Omnibus-Pakete verschlechtern Beschäftigten- und Verbraucher:innenrechte
Als „Omnibus“ werden die aktuellen Initiativen der Kommission deswegen bezeichnet, weil mehrere Rechtsanpassungen in einem einzigen Gesetzesvorschlag der Kommission gebündelt werden. Der erste von mehreren geplanten Omnibussen betrifft wesentliche Instrumente des Grünen Deals und des Aktionsplans „Sustainable Finance“ zur Bekämpfung der Klimakatastrophe. Gemeinsam sollen die nun betroffenen Instrumente unternehmerische Aktivität auf eine soziale und ökologische Transformation vorbereiten und die langfristige wirtschaftliche Richtung auf dem Weg zur Klimaneutralität festschreiben. Neben dem Lieferkettengesetz (CSDDD) ist unter anderem auch die Nachhaltigkeitsberichterstattungsrichtlinie (CSRD) betroffen, die das Ziel hat, Auswirkungen der Aktivitäten eines Unternehmens hinsichtlich der Umwelt, der Arbeitsbedingungen und der Gesellschaft transparent zu machen. Für diese Regeln soll es künftig nun Ausnahmen geben und die Anwendung um Jahre verschoben werden. Wirtschaftswissenschafter:innen sowie die Finanzmarktaufsicht kritisierten die aktuelle Deregulierung scharf.

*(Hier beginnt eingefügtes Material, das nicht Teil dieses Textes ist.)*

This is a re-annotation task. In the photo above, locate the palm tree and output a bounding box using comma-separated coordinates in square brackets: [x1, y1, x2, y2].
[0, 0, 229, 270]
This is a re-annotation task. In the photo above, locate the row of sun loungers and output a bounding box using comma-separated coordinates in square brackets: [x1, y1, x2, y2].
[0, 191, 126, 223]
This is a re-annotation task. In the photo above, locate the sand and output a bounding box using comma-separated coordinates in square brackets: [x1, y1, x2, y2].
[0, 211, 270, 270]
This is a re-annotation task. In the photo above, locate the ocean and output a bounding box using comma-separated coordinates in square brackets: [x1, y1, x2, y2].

Als Ziel der ersten Omnibus-Initiative wurde angekündigt, dass „überschneidende, unnötige oder unverhältnismäßige Vorschriften“ vereinfacht oder gestrichen werden sollen. Nur: Im Omnibus hält die Kommission selbst fest, dass es für eine Evaluierung der betroffenen Instrumente noch zu früh sei. Wie konnte also evaluiert werden, welche Bestimmungen „unnötig oder unverhältnismäßig“ sind? Fest steht: Anstatt etwaige Doppelgleisigkeiten aufzulösen, wird massiv in die Wirksamkeit der betroffenen Instrumente zulasten ihres Schutzniveaus insbesondere für Beschäftigte und Verbraucher:innen eingegriffen, für welche die Instrumente jahrelang erstritten wurden.
Ein weiterer Omnibus befasst sich mit dem Datenschutz, der nun für mehr als 99,8 Prozent der Unternehmen aufgeweicht werden soll. Damit könnte nun die Datenschutzsicherheit für zahlreiche Verbraucher:innen beispielsweise aufgrund von Identitätsdiebstahl infolge mangelnder Schutzvorkehrungen in manchen Unternehmen gefährdet werden. Künftig sollen Unternehmen, die Anleihen ausgeben wollen, wesentlich weniger Angaben machen müssen, so ist es in einer Überarbeitung der Wertpapierprospekt-Verordnung vorgesehen. Die verringerten Informationspflichten bedeuten für die Kleinanleger:innen ein höheres Risiko. Fast scheint es, als wären die Lehren aus der Finanzkrise 2008/09 vergessen, bei der fehlende Informationen Milliarden-Verluste bei kleinen Anleger:innen verursachten.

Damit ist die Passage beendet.